China Outlines Plan to Clean Up Air in Country’s Notoriously Polluted North
(Beijing) — China’s environmental regulator on Thursday announced a new target to reduce the level of hazardous PM2.5 pollution in the country’s north.
The Ministry of Environmental Protection vowed to cut the average concentration of PM2.5 — fine particulate matter with a diameter of 2.5 microns or below — by more than 15% from October to March.
Meanwhile, the number of heavily polluted days will also be reduced by more than 15% compared to a year earlier, according to a plan published on the ministry’s website.

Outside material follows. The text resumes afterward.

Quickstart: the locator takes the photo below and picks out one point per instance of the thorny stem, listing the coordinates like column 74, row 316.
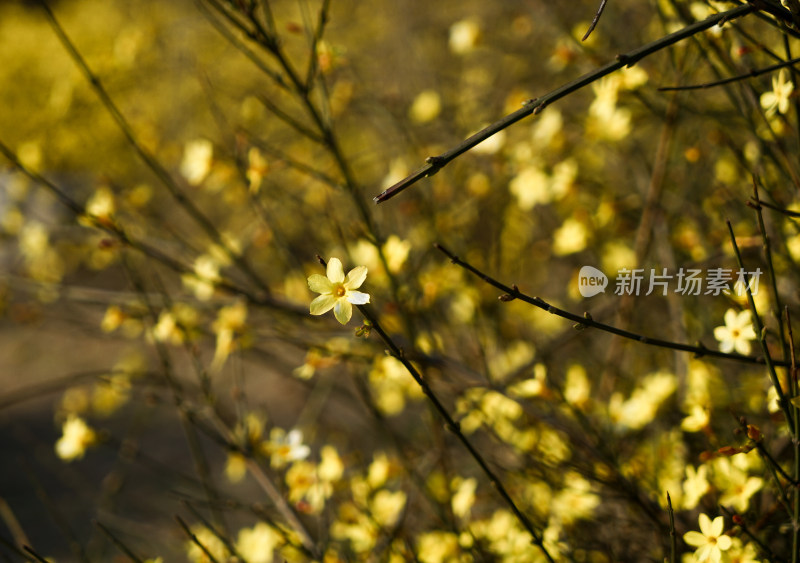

The targeted 28 northern cities include the provincial-level municipalities of Beijing and Tianjin, and 26 cities in Hebei, Shanxi, Shandong and Henan provinces.
The ministry will set up more than 327 monitoring stations in this region by the end of October in a bid to observe pollutant chemicals in the air such as nitrogen dioxide, ozone and PM2.5. The results will be ranked by most polluted and be available to the public.
The Beijing-Tianjin-Hebei region usually suffers from severe smog during winter in part due to the burning of coal for indoor heat. The new plan requires the 28 cities to reduce coal consumption significantly. All cities in Hebei must cut more than 6 million metric tons (6.6 tons) of coal in 2017. Beijing and Tianjin municipality must each reduce 2.6 million metric tons this year.
Thousands of coal-fired boilers in this region will be weeded out before the heating system starts in November. Beijing has a goal to eliminate 1,500 coal-fired boilers.
As one of the areas worst-hit by smog, Beijing has seen positive reductions in PM2.5 this year. It reported an average PM2.5 concentration of 64 micrograms per cubic meter from January to July, a decline of 34.7% from the same period in 2013, according to the local environment bureau.
But the capital is still under pressure to meet its target to control PM2.5 below 60 micrograms per cubic meters this year. On Monday, the local government imposed tougher restrictions on diesel trucks inside the city’s Fifth Ring Road.
On Thursday, the new plan even moved to ban the sale of diesel fuel in Beijing starting in October.
Vehicle emissions have become a bigger cause of air pollution according to a study by the Chinese Research Academy of Environmental Sciences. One-third of the pollutants in Beijing’s air are contributed by vehicle emissions, as the number of vehicles in the capital has grown to over 5.6 million, the study showed.